Facial recognition at turnstiles, voice authentication in call centres, expression analysis in candidates' video interviews. Biometric technologies are penetrating the corporate environment at a speed that surpasses the development of regulatory frameworks and internal governance policies. The result is increasing legal exposure that has already cost billions of dollars in settlements and is expected to intensify in 2026.
The American Precedent: BIPA as a Model
The Illinois Biometric Information Privacy Act, in effect since 2008, is the most litigated biometric privacy law in the United States. It requires informed consent before biometric data collection, prohibits the sale or transfer of data without consent, and imposes a minimum data retention period, with mandatory destruction once the original purpose has been fulfilled.
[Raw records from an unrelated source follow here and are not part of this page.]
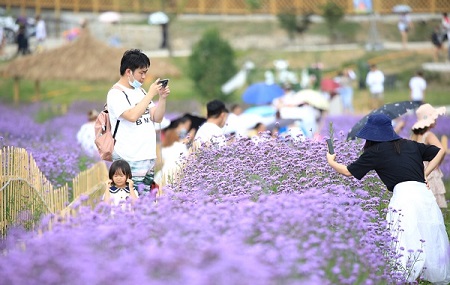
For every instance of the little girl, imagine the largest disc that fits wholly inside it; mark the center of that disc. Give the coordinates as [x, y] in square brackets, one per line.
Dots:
[120, 185]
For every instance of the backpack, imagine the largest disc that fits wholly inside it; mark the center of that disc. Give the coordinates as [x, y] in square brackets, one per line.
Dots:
[104, 139]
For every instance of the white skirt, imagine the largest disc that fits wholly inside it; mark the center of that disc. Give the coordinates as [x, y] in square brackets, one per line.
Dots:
[422, 241]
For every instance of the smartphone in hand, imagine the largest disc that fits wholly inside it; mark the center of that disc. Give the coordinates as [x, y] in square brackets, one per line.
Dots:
[330, 146]
[163, 82]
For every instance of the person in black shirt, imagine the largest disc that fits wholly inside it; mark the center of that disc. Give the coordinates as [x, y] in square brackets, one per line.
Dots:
[399, 164]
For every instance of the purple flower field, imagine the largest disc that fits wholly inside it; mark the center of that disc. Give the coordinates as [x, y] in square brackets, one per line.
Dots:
[266, 213]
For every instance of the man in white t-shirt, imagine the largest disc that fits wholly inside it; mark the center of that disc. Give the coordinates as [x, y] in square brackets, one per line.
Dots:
[129, 103]
[211, 132]
[375, 82]
[417, 85]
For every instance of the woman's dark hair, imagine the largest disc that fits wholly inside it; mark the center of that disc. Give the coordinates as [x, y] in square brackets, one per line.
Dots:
[396, 144]
[420, 131]
[122, 166]
[133, 59]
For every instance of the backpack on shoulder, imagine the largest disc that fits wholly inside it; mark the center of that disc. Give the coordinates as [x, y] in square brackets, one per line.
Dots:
[104, 138]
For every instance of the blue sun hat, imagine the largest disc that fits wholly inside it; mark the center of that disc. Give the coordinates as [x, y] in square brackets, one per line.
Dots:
[379, 129]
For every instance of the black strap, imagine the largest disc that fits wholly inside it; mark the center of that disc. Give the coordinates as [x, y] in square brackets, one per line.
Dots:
[115, 129]
[118, 121]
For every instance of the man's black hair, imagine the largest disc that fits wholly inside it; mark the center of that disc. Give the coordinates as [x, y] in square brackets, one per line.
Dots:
[215, 108]
[133, 59]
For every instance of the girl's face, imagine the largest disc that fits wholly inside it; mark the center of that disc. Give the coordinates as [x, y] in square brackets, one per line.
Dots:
[120, 179]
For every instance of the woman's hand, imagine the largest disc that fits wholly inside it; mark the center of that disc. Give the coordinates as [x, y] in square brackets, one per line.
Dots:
[331, 157]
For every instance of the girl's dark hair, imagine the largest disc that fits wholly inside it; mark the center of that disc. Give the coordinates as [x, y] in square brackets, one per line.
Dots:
[420, 131]
[121, 165]
[133, 59]
[396, 144]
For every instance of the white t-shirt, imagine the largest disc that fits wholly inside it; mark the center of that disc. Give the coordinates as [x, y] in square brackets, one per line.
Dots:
[417, 85]
[375, 81]
[134, 140]
[209, 132]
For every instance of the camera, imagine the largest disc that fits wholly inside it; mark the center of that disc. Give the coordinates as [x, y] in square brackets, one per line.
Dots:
[163, 82]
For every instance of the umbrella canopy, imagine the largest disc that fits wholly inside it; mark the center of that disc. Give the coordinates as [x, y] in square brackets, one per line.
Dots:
[392, 110]
[86, 58]
[261, 93]
[263, 111]
[402, 8]
[109, 17]
[309, 96]
[158, 18]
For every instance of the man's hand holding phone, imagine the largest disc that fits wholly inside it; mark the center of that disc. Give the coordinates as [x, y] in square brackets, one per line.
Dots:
[164, 90]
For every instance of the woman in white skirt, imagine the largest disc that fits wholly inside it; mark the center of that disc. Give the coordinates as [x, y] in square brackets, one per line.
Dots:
[421, 236]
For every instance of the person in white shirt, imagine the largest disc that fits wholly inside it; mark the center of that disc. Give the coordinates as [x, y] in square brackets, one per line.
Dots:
[129, 103]
[446, 27]
[375, 82]
[211, 132]
[404, 25]
[2, 40]
[417, 85]
[86, 135]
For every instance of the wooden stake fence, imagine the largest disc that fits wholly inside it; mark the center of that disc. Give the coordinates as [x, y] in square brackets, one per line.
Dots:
[26, 195]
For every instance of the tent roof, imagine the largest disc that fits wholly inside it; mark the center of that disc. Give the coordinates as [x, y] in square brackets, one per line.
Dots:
[86, 58]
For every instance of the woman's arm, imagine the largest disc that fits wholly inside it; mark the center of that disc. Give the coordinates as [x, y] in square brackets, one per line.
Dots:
[339, 167]
[435, 162]
[433, 140]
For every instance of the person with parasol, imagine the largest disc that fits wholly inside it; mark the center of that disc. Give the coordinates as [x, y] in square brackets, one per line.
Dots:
[422, 236]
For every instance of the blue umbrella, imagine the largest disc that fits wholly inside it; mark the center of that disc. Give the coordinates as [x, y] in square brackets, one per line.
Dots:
[261, 93]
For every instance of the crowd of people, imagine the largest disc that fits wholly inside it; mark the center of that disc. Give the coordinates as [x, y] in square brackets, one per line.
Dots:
[406, 166]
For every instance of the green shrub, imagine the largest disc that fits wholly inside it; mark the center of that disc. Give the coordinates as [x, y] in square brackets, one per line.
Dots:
[211, 64]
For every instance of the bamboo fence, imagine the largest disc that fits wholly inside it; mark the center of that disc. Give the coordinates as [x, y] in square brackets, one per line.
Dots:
[26, 195]
[222, 7]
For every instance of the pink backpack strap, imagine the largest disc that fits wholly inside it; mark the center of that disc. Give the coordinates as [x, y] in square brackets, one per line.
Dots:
[424, 137]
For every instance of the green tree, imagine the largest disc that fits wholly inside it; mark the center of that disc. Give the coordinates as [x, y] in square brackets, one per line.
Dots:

The financial consequence is significant. BIPA has generated over $2.5 billion in class action settlements since its enactment, including $650 million paid by Facebook in 2021 for using facial recognition for photo tagging without consent, and $228 million paid by BNSF Railway for biometric readings of truck drivers without the necessary authorisations.
In 2025, Texas and Washington approved expansions of their biometric privacy legislation, broadening the scope of obligations for companies of all sizes that collect these data from residents in those states.
The European Framework
The EU AI Act classifies remote biometric identification systems in public spaces as "high risk" and prohibits, with narrow exceptions, the use of real-time biometric identification systems by law enforcement agencies. For corporate use, any system that employs biometrics for decision-making affecting individuals, such as candidate selection or performance monitoring, is subject to the AI Act's high-risk obligations.
The GDPR already prohibited the processing of biometric data without a specific legal basis. The intersection with the AI Act creates a dual layer of compliance that directly impacts corporate authentication systems, physical access control, and human resources tools that incorporate biometric analysis.
The Specific Risk of HR and Recruitment
One particularly underestimated category of risk is the use of AI in candidate selection and assessment processes. Various jurisdictions, including Maryland (USA) and the EU under the AI Act, require candidates to be informed when AI is used in interviews and to be able to request human review of the decision. The use of micro-expression analysis or voice tone as selection criteria without the necessary disclosures and legal bases has already generated litigation on both sides of the Atlantic.
For the CHRO and the General Counsel together, the 2026 agenda includes auditing all biometric data collection points within the organisation, reviewing contracts with HR tech providers that incorporate behaviour or expression analysis, and developing policies for the retention and destruction of biometric data that are auditable.